I fill my mouth with water, gritty at first, then pure and clean, and roll into a ball with my face pressed against my knees, sucking on a hailstone, shivering as wet cloth sticks to my body. Heavy drops beat their beat on my back and I rock slowly, my thoughts silenced by the violence of the storm, gasping in the sudden, unexpected cold.

The parrots the monsoon brought to my banyan tree have decided to stay awhile. There’s been a break in the downpour today, and I can see them from my window, swimming in and out of the green reef of the canopy like tropical fish, blazing with color when the sun winks at them through the occasional gap between storm clouds.

Along with parrots, the rains have brought flooding to the Punjab and a crime wave to Lahore. Heists and holdups and the odd bombing compete with aerial food drops and humanitarian heroics for headline space on the front pages of the newspapers. Looking out on the soggy city, I pretend to move my hand through a table-tennis shot, but I’m really reenacting the slap that sent Manucci away, wondering how a little twist of the wrist could have such enormous consequences.
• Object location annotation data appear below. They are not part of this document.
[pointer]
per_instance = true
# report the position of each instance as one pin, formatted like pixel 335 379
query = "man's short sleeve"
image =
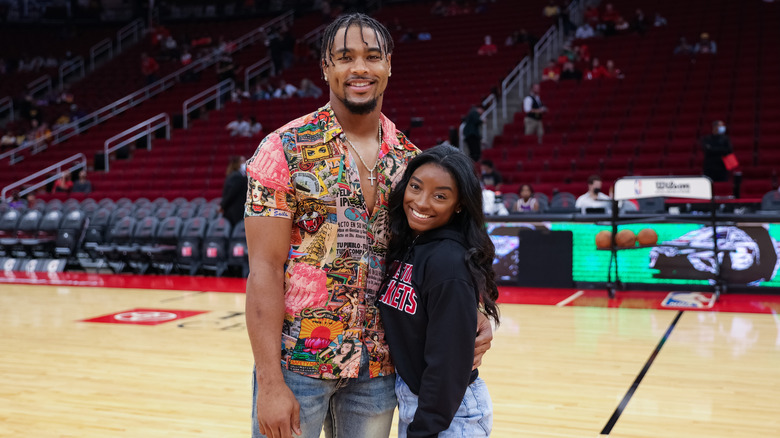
pixel 269 192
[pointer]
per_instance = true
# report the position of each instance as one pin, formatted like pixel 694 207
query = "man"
pixel 716 146
pixel 316 226
pixel 472 132
pixel 534 110
pixel 594 197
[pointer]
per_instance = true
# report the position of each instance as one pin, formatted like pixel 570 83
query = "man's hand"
pixel 484 338
pixel 278 412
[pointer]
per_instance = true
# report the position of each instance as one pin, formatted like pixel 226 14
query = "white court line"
pixel 571 298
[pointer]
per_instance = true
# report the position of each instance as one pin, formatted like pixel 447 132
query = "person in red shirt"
pixel 552 72
pixel 487 49
pixel 149 68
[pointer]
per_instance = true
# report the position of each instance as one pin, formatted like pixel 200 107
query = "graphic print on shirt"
pixel 400 293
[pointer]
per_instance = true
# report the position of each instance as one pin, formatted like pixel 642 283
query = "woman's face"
pixel 431 198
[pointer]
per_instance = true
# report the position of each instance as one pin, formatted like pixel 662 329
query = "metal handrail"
pixel 144 129
pixel 132 29
pixel 256 70
pixel 82 164
pixel 68 67
pixel 104 46
pixel 7 104
pixel 214 93
pixel 42 83
pixel 78 126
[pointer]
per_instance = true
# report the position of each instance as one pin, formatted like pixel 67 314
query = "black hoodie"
pixel 429 309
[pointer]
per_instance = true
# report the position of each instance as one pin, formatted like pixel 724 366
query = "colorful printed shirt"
pixel 304 171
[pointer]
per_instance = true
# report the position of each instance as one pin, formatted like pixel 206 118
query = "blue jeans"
pixel 473 419
pixel 347 408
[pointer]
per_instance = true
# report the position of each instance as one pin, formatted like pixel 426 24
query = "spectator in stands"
pixel 639 22
pixel 149 68
pixel 569 72
pixel 239 127
pixel 612 72
pixel 683 48
pixel 597 71
pixel 716 146
pixel 308 89
pixel 255 128
pixel 585 31
pixel 285 90
pixel 8 141
pixel 63 184
pixel 659 20
pixel 472 131
pixel 526 203
pixel 488 48
pixel 551 10
pixel 594 197
pixel 82 185
pixel 552 72
pixel 534 112
pixel 489 176
pixel 234 191
pixel 705 45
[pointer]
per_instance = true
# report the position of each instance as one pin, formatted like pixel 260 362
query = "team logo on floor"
pixel 689 300
pixel 144 316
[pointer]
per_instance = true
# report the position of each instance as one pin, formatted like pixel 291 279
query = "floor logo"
pixel 144 316
pixel 689 300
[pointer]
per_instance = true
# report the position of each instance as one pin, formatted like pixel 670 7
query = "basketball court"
pixel 104 356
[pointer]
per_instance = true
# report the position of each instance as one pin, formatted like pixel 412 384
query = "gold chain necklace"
pixel 371 177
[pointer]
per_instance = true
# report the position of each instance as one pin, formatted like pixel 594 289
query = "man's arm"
pixel 268 240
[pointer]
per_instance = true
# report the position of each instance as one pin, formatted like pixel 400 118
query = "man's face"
pixel 358 75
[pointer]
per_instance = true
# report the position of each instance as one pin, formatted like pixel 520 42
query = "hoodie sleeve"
pixel 449 354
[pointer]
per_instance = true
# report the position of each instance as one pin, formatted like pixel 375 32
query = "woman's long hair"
pixel 470 222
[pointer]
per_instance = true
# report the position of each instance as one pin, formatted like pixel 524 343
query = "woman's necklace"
pixel 371 176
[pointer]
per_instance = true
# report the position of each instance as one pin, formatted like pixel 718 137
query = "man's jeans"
pixel 347 408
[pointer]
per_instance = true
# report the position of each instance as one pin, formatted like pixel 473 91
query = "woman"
pixel 439 273
pixel 527 203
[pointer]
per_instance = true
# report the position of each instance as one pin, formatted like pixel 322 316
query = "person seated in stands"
pixel 683 48
pixel 488 48
pixel 238 127
pixel 526 203
pixel 308 89
pixel 612 72
pixel 585 31
pixel 597 71
pixel 608 20
pixel 552 10
pixel 64 184
pixel 639 22
pixel 659 20
pixel 82 185
pixel 255 128
pixel 489 176
pixel 8 141
pixel 285 90
pixel 552 72
pixel 594 197
pixel 705 45
pixel 569 72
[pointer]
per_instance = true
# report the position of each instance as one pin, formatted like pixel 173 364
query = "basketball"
pixel 603 239
pixel 625 238
pixel 647 236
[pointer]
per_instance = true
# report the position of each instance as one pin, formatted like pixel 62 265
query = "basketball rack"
pixel 689 187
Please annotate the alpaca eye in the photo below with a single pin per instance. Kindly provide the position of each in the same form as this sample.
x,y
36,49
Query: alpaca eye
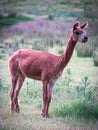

What am I going to do? I don’t know how to cook or clean or do the wash. And I’ll be damned if I’m going to learn. The only people in my neighborhood who don’t have servants are servants themselves. Except for me. And I refuse to serve. I’m done with giving. Giving service to bank clients, giving respect to people who haven’t earned it, giving hash and getting punished. I’m ready to take.

‘What are you looking at?’ she asks me.

‘Parrots,’ I tell her.

She gets out of bed, picks up my jeans, and puts them on, rolling the waistband down so they don’t fall off her hips. ‘Do you have a shirt I can wear?’ she asks me.